Highlights & Insights

  • Transferring the "subtraction-based cancellation of mutual information" from diffusion to Rectified Flow: While DDS subtracts noise residuals, DRFS subtracts velocity field residuals, causing background gradients to automatically drop to zero. This is a clean translation supported by a closed-loop sanity check proving that \(\phi_{tgt}=\phi_{src}\Rightarrow E=0\).
  • A single offset coefficient organizing three methods into a spectrum: \(c_t=0\to\)DDS, \(c_t=t\to\)FlowEdit, and \(c_t\approx(1-t)t\to\)Ours. This unifies "energy optimization" and "ODE editing" (which typically appear to be different paradigms) under a single framework, allowing the authors to argue that existing offset choices are suboptimal. This narrative of "first unifying, then finding the sweet spot" is highly compelling.
  • Transferability of the path-aware concept: Generalizing the observation that "evaluation points must fall on the correct forward posterior," any distillation-sampling-based editing or optimization method can introduce a time-decaying trajectory compensation term to alleviate model-data mismatch.

Limitations & Future Work

  • Trade-off between editing strength and background preservation remains: Ablation results show that enhancing CLIP alignment inevitably sacrifices some source fidelity. \(c_t\) merely pushes the frontier of this trade-off curve rather than eliminating it entirely; furthermore, the optimal form of \(c_t\) is selected using a combination of analysis and empirical results.
  • Base model constrained to SD3/SD3.5 Rectified Flow: The method relies on the RF velocity field prior; adapting it to other generative paradigms would require reforming the respective equivalence relationships.
  • Batch size of 1 and single-timestep sampling: Estimating the gradient expectation with a single \((t,\varepsilon)\) may introduce high variance. The impact of increasing the batch size on performance and stability is not extensively detailed (⚠️ subject to the original paper).
  • Directions for improvement: Making \(c_t\) learnable or adaptive to different editing types (e.g., large-scale shape replacement vs. local texture edits may benefit from distinct offset curves) or adjusting \(c_t\) spatially to further decouple edited and preserved regions.
  • vs. DDS: DDS performs source/target subtraction on diffusion noise residuals to preserve background, and DRFS reveals DDS to be its special case where \(c_t=0\).

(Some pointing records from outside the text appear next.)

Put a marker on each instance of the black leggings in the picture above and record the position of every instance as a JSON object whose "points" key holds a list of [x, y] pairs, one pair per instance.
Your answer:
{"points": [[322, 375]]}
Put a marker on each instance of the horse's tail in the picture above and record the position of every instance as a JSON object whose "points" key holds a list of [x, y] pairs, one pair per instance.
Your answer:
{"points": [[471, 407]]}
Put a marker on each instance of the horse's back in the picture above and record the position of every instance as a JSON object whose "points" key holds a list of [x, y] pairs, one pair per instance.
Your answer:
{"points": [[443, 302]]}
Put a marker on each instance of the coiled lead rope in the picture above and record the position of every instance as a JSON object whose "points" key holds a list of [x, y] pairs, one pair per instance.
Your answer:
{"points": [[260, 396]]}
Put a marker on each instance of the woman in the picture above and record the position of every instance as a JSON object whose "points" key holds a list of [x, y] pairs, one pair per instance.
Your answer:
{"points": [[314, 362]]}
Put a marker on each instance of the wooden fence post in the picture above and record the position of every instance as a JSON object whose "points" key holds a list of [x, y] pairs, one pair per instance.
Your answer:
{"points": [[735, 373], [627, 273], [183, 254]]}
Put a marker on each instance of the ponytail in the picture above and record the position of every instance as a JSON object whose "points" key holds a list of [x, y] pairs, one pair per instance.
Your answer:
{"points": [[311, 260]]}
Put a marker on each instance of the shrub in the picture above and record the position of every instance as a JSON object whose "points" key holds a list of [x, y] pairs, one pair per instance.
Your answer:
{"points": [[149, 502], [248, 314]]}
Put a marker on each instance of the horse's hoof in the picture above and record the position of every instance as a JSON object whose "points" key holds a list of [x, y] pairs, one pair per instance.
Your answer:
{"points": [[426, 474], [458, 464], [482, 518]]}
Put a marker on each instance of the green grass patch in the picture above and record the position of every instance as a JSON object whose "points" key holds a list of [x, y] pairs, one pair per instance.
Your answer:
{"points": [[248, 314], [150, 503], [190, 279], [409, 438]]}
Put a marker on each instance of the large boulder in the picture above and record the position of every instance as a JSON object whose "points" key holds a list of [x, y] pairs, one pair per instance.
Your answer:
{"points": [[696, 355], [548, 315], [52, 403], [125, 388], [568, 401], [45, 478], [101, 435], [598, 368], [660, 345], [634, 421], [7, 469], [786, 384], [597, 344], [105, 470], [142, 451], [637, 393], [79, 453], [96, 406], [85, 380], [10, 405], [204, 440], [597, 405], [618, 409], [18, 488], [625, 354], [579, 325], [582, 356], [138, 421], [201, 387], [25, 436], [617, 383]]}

DRFS extends this concept to Rectified Flow velocity fields and adds an offset term to resolve the mismatch from "evaluation points deviating from the trajectory," enabling stronger editing.
  • vs. FlowEdit: FlowEdit is the first inversion-free RF editing method, estimating target latents directly from source/target velocity offsets. DRFS demonstrates it is a special case equivalent to \(c_t=t\) and points out that a constant offset amplifies early errors, whereas the progressive offset \(c_t\approx(1-t)t\) is more stable.
  • vs. RFDS / iRFDS: RFDS extends SDS to the RF velocity field but suffers from over-smoothing; iRFDS relies on pre-inverting noise to remedy this at the cost of additional computation. DRFS is inversion-free, preserves architecture, and directly resolves over-smoothing at the energy level (consistently outperforming iRFDS across LPIPS, MSE, and SSIM).

Rating

  • Novelty: ⭐⭐⭐⭐ residual subtraction + time-varying offset term unify DDS/FlowEdit into the RF distillation framework with clear theoretical justifications
  • Experimental Thoroughness: ⭐⭐⭐⭐ Multi-metric evaluation on the PIE benchmark + ablation of three special cases of \(c_t\) with self-consistent data; however, evaluation is primarily centered on PIE, with cross-dataset results relegated to the appendix.
  • Writing Quality: ⭐⭐⭐⭐ Solid mathematical derivations, and a smooth narrative of "unification followed by identifying the sweet spot."
  • Value: ⭐⭐⭐⭐ Inversion-free, training-free, architecture-preserving, and plug-and-play, offering high practicality for RF editing.